Microsoft revealed that it had discovered a hacking group linked to the Iranian government had already tried to hack into the emails of one of the 2020 presidential campaigns.
In a blog post Friday, Microsoft Corporate Vice President of Customer Service & Trust Tom Burt explained that his company had "recently seen significant cyber activity by a threat group we call Phosphorus, which we believe originates from Iran and is linked to the Iranian government."
Phosphorus had tried to gain access to Microsoft customer email 2,700 times. It specifically targeted accounts belonging to "a U.S. presidential campaign, current and former U.S. government officials, journalists covering global politics and prominent Iranians living outside Iran."
Phosphorus were successful in four cases. However, Microsoft did not specify which cases those were, beyond saying that "these four accounts were not associated with the U.S. presidential campaign or current and former U.S. government officials."
In this attempt, rather than using sophisticated methods Phosphorus used backup email accounts and similar methods to reset users's passwords, or to try to initiate an account recovery. However, Burt warned readers not to dismiss this attack simply because the methods were simplistic.

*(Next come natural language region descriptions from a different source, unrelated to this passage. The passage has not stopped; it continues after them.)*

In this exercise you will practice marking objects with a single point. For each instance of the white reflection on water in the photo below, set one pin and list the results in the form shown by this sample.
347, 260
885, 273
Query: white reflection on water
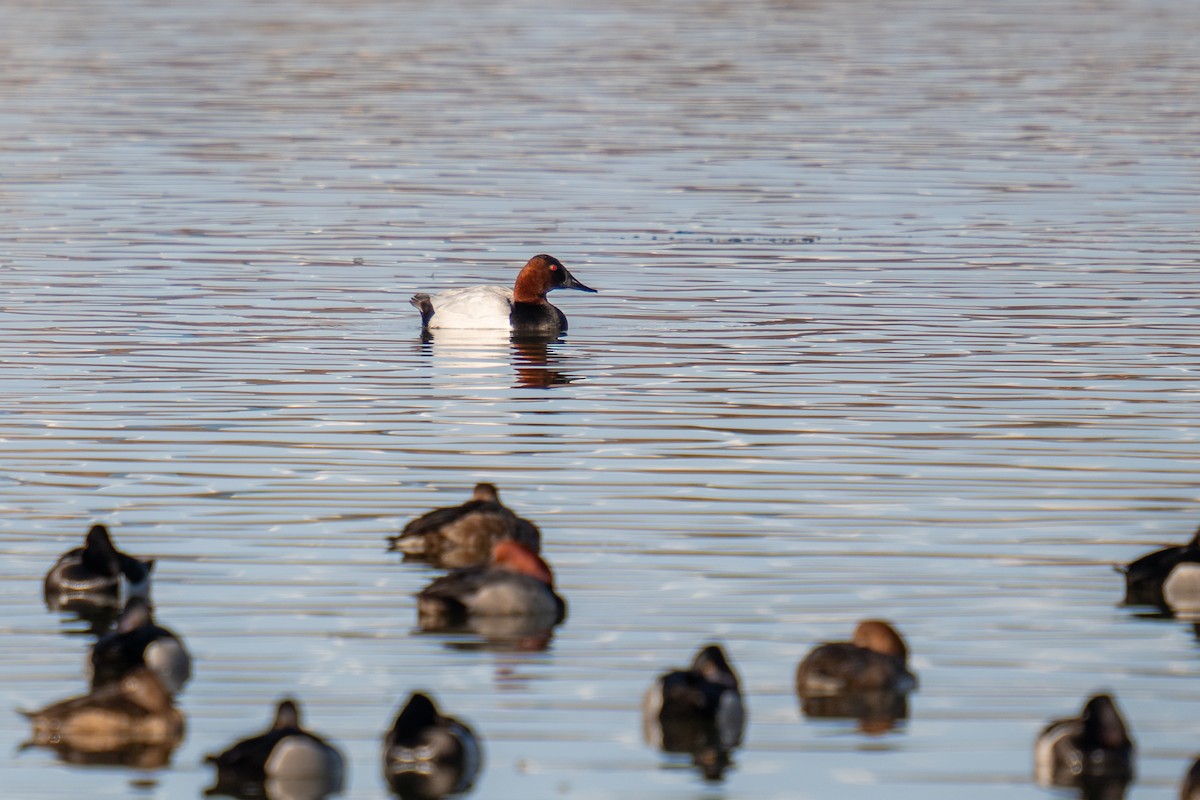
898, 318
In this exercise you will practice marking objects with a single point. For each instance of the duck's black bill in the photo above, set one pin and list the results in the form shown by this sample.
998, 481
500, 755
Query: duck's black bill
571, 283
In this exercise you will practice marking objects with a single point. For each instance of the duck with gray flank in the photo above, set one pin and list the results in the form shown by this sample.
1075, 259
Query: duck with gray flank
465, 535
96, 572
1168, 578
1092, 751
138, 642
522, 310
427, 755
283, 761
515, 583
697, 710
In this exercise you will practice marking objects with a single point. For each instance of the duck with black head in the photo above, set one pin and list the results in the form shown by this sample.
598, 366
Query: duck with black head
1092, 751
286, 761
96, 573
427, 755
1168, 578
697, 710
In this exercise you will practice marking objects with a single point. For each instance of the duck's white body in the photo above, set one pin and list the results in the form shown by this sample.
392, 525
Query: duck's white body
473, 308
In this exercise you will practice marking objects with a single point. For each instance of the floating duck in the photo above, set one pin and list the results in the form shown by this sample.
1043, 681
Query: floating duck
521, 310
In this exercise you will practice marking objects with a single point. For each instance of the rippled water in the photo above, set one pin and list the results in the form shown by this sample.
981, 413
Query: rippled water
897, 317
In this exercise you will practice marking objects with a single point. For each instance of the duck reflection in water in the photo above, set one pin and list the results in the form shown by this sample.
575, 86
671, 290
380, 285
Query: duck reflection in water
427, 755
534, 364
1091, 752
699, 711
129, 723
864, 679
532, 356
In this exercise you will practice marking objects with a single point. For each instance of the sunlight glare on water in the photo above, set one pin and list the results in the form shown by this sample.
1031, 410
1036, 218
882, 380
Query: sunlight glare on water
897, 317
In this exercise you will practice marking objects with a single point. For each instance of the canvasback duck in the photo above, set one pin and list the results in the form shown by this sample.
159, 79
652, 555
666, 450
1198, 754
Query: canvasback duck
522, 310
466, 534
1089, 750
138, 642
1168, 578
283, 761
136, 710
515, 583
96, 572
874, 660
697, 710
427, 755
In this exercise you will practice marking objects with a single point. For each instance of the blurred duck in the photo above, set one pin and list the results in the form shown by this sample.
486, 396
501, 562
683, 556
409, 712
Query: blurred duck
135, 711
522, 310
429, 756
1191, 788
137, 642
697, 710
1092, 751
874, 660
97, 572
515, 583
283, 762
1168, 578
466, 534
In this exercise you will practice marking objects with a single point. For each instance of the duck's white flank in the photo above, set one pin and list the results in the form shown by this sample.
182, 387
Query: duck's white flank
473, 307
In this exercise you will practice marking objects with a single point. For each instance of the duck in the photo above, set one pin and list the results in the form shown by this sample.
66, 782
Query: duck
697, 710
1168, 578
285, 761
1191, 787
875, 660
429, 755
138, 642
136, 710
516, 582
465, 535
1091, 747
521, 310
97, 571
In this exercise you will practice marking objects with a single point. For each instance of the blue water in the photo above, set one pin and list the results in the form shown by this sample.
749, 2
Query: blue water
897, 317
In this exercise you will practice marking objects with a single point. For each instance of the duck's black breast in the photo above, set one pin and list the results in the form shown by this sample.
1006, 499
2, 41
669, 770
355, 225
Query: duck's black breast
537, 318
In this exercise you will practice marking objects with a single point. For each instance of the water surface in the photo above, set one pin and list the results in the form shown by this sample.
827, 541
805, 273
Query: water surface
897, 317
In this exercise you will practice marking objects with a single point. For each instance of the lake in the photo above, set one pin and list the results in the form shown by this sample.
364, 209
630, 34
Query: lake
897, 317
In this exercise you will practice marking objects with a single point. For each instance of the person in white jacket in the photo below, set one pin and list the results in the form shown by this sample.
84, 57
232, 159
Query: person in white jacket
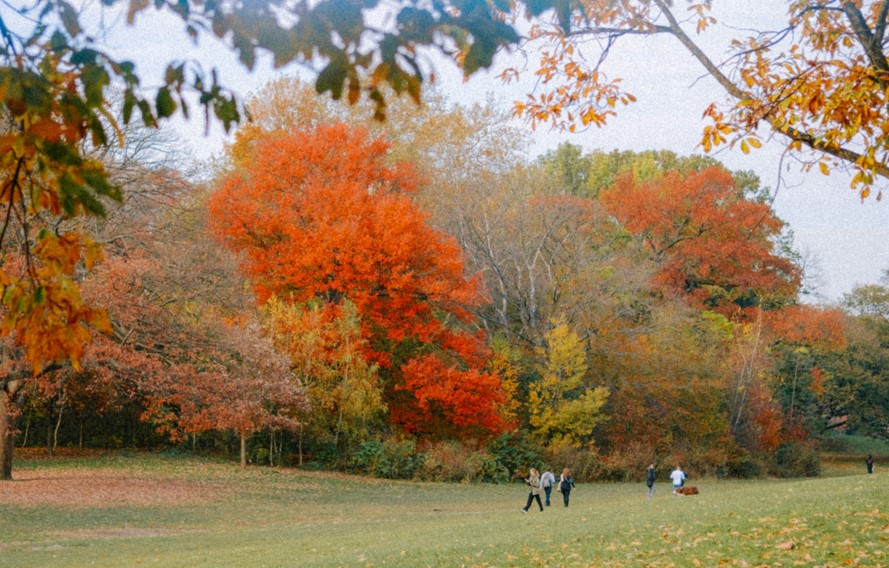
547, 478
678, 477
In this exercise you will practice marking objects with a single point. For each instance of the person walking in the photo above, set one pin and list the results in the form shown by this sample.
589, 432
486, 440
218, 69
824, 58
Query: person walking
566, 484
546, 483
534, 481
678, 476
649, 480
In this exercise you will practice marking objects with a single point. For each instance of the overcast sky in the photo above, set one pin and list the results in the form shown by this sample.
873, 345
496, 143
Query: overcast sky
849, 239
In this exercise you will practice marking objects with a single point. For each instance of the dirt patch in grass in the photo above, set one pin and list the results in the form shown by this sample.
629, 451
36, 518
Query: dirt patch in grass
79, 488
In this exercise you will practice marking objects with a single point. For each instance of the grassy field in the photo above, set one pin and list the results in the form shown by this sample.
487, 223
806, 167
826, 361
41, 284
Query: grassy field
142, 510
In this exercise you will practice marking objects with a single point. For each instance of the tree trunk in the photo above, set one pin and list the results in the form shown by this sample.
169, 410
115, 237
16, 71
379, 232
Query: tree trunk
7, 428
55, 432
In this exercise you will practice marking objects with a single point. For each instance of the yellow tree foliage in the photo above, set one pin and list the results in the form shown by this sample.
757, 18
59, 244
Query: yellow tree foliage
820, 80
563, 408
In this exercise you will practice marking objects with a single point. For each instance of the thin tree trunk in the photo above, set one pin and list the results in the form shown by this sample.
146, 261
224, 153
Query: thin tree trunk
49, 446
7, 428
299, 445
272, 448
55, 433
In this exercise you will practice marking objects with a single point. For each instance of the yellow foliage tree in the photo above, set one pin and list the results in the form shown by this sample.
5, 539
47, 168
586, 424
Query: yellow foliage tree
563, 408
820, 80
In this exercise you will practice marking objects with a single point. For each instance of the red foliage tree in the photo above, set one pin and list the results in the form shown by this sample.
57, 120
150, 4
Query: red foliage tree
322, 215
714, 245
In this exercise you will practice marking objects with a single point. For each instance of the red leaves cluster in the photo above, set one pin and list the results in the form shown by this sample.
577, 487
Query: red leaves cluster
324, 216
712, 244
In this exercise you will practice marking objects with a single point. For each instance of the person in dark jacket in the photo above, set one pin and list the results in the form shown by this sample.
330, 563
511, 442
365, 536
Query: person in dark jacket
534, 481
649, 480
566, 484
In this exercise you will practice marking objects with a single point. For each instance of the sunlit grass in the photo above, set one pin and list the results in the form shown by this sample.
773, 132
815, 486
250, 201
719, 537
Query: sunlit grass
265, 517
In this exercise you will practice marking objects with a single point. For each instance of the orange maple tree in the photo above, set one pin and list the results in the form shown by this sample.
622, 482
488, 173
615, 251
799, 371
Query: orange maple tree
712, 243
322, 215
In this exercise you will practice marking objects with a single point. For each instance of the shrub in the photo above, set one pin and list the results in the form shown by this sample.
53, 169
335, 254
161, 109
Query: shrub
391, 459
452, 461
746, 467
585, 464
514, 453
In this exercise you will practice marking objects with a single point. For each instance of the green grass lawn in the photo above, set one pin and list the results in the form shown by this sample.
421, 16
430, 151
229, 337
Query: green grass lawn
215, 514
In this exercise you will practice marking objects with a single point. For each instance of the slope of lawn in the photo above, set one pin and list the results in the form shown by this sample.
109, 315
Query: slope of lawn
147, 510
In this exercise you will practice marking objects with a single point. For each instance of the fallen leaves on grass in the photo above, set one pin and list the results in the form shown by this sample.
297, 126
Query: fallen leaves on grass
95, 488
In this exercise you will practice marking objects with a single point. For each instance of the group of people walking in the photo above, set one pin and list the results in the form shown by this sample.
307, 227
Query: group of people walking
545, 483
677, 476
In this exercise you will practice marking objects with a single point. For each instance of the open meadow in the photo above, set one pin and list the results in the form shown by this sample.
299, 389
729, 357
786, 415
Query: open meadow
147, 510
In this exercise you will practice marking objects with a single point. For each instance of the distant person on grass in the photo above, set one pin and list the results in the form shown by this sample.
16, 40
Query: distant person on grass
546, 483
566, 484
534, 481
649, 480
678, 477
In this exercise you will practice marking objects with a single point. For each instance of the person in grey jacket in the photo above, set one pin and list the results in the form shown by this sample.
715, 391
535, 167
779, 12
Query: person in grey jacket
534, 481
566, 484
649, 480
547, 479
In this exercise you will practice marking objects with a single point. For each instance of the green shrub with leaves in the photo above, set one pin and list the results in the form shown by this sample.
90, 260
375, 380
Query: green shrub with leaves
796, 460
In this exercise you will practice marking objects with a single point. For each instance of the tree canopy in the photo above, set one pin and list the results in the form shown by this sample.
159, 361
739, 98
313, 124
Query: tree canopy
818, 79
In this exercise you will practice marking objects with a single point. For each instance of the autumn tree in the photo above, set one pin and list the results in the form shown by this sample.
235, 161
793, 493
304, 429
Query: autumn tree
856, 383
321, 215
817, 79
564, 406
712, 244
329, 356
55, 80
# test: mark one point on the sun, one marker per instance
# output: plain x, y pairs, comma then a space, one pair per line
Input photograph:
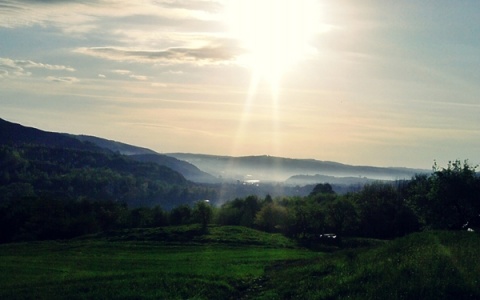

"While the attacks we're disclosing today were not technically sophisticated, they attempted to use a significant amount of personal information both to identify the accounts belonging to their intended targets and in a few cases to attempt attacks," Burt wrote. "This effort suggests Phosphorus is highly motivated and willing to invest significant time and resources engaging in research and other means of information gathering."
He also encouraged all users, to secure their accounts, and urged journalists and campaign staff to check their login activity to make sure that other people were not trying to access their accounts.